Overview

Virucidal Effect of Povidone Iodine on COVID-19 In-Vivo

Status:
Recruiting
Trial end date:
2020-10-30
Target enrollment:
0
Participant gender:
All
Summary
It is an established fact that, corona virus spread through the respiratory droplets. Colonization of the virus in oropharynx and/or nasopharynx is considered to be major factor for transmissibility of the virus through respiratory secretions. Preventing colonization of the virus by administrating povidone iodine in the nasal passage therefore, a rational thought which is supported by recent evidence of in-vitro virucidal action of povidone iodine in Severe Acute Respiratory Syndrome-Coronavirus 2 (SARS CoV-2). Therefore, the study is designed to assess the virucidal effect of povidone iodine on COVID-19 virus in-vivo.This open label randomized clinical trial will be conducted at Department of Otorhinolaryngology and Head Neck Surgery, in collaboration with Department of Virology and Department of Medicine in Dhaka Medical College (DMC) Hospital. The study will be conducted from September 2020 to October 2020. Total 175 confirmed cases of COVID-19 disease, proven by Reverse transcription polymerase chain reaction (RT-PCR) testing will be enrolled in this study. Written informed consent will be ensured before participation. In case of no literacy, finger print will be considered for written permission.Consent will be sought from the legal guardian in case of minor or underaged.Formal ethical clearance will be taken from Ethical Review Committee (ERC) of Dhaka Medical College.

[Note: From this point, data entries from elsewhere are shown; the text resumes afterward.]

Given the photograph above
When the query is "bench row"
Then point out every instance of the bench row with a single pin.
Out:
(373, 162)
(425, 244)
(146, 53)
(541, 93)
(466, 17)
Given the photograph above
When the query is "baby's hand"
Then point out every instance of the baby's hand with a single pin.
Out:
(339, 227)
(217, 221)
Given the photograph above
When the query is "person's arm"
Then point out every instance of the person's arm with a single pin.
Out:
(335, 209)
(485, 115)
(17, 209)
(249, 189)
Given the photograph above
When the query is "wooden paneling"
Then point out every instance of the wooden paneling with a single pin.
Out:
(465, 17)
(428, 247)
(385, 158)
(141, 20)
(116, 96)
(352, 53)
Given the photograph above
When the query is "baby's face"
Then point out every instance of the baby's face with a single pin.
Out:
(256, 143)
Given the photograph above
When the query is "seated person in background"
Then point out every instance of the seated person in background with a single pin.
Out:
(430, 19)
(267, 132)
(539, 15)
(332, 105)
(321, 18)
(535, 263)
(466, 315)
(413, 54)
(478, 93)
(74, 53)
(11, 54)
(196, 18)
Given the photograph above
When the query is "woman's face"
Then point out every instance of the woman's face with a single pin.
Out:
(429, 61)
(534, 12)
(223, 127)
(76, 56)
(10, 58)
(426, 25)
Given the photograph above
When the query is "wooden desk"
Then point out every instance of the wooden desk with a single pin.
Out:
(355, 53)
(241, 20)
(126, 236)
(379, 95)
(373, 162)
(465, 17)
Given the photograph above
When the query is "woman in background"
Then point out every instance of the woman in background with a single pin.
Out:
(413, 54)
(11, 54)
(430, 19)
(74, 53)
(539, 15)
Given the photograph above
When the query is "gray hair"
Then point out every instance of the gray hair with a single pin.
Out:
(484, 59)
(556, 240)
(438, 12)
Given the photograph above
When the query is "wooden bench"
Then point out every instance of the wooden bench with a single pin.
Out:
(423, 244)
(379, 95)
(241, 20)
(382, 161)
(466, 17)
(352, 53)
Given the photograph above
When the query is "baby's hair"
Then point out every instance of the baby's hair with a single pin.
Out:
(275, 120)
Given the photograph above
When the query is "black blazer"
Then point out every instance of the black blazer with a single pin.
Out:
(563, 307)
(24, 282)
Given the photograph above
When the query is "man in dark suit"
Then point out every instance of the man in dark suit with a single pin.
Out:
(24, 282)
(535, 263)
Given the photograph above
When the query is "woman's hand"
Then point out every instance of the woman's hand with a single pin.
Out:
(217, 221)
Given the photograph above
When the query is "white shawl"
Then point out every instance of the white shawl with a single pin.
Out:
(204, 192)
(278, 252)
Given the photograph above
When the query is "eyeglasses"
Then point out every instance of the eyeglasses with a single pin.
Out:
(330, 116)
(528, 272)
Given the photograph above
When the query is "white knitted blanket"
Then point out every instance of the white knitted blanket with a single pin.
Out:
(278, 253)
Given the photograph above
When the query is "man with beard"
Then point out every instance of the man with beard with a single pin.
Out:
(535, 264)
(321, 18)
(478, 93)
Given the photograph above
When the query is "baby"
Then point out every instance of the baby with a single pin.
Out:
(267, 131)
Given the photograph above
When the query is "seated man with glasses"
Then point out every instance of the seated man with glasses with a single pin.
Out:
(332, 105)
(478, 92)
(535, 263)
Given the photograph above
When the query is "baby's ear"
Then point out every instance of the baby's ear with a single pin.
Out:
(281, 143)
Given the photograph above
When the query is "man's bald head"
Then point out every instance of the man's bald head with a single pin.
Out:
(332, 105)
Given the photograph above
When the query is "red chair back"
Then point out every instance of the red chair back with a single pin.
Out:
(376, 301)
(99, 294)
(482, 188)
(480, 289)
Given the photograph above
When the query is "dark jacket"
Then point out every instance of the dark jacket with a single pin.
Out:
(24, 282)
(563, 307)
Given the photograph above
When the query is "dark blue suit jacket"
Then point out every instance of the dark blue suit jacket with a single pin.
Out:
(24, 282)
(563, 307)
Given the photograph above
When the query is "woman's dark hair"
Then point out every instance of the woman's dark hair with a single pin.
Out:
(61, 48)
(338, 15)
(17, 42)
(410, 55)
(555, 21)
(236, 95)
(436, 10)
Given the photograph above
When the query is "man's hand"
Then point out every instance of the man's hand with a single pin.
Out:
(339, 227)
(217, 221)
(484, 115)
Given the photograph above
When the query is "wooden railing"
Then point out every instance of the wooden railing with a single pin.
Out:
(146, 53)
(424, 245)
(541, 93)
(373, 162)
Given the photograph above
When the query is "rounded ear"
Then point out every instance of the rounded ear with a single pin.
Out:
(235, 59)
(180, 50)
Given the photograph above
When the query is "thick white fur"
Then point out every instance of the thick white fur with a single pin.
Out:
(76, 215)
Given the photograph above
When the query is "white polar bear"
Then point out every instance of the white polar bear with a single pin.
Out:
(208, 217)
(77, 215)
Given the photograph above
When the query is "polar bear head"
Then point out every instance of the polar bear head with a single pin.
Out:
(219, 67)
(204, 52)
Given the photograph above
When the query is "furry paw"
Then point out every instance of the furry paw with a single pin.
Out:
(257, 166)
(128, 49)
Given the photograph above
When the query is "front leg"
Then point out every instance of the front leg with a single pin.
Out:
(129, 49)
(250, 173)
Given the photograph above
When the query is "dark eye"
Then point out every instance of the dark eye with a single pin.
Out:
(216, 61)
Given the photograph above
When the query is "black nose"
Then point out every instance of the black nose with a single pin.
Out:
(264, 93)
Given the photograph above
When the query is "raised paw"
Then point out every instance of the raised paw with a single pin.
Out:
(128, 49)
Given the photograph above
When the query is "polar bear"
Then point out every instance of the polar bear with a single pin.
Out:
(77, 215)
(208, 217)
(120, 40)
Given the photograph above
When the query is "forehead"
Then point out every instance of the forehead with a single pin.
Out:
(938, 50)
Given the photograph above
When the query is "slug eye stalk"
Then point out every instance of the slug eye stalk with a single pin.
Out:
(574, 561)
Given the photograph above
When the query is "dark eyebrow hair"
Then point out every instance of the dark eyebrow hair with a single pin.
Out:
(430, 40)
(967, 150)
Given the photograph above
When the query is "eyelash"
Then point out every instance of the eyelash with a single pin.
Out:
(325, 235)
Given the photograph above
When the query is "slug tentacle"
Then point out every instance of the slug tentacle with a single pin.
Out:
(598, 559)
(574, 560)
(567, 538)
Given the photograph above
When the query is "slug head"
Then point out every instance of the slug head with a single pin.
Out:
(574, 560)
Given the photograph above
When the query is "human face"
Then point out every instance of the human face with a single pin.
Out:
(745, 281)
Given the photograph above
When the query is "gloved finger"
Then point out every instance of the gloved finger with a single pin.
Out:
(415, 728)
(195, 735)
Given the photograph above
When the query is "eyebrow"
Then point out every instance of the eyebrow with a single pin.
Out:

All of the Participants will be divided into seven groups: Group A will receive Povidone iodine (PVP-I) nasal irrigation at concentration of 0.4%, Group B and Group C will received 0.5% and 0.6%; Group D will receive PVP-I nasal spray at concentration of 0.5% and Group E will received at 0.6% concentration. Group F (Placebo comparator group) will receive nasal irrigation by distilled water (DW) and Group G (Placebo comparator group) will received nasal spray by distilled water. The contact time will be minimum 30 seconds. After the individual application of PVP-I and distilled water in respective participant, they will be tested again for RT-PCR for COVID-19 from nasopharyngeal and oropharyngeal sample. All patients will be subjected to detail history, physical examination and adverse events. Block Randomization will be followed for randomization. Data will be recorded in a semi-structured questionnaire and will be analyzed by 'R-4.0.2' data analysis software
Phase:
Phase 2
Accepts Healthy Volunteers?
No
Details
Lead Sponsor:
Pi Research Consultancy Center, Bangladesh
Collaborator:
Dhaka Medical College
Treatments:
Cadexomer iodine
Iodine
Povidone
Povidone-Iodine
Criteria
Inclusion Criteria:

- Age: 15-90 years

- Either gender

- Patients diagnosed with COVID-19 disease by RT-PCR

- Have confirmed COVID-19 symptoms and symptom onset within the past 10 days

- Capable of using a nasal spray device and perform nasal irrigation required by the
study

- Willing to participate

Exclusion Criteria:

- Patient with known sensitivity to PVP-I aqueous antiseptic solution or any of its
listed excipients

- Previously diagnosed thyroid disease

- Patients with chronic renal failure (stage ≥3 by estimated Glomerular Filtration rate
(eGFR) Modification of Diet in Renal Disease( MDRD)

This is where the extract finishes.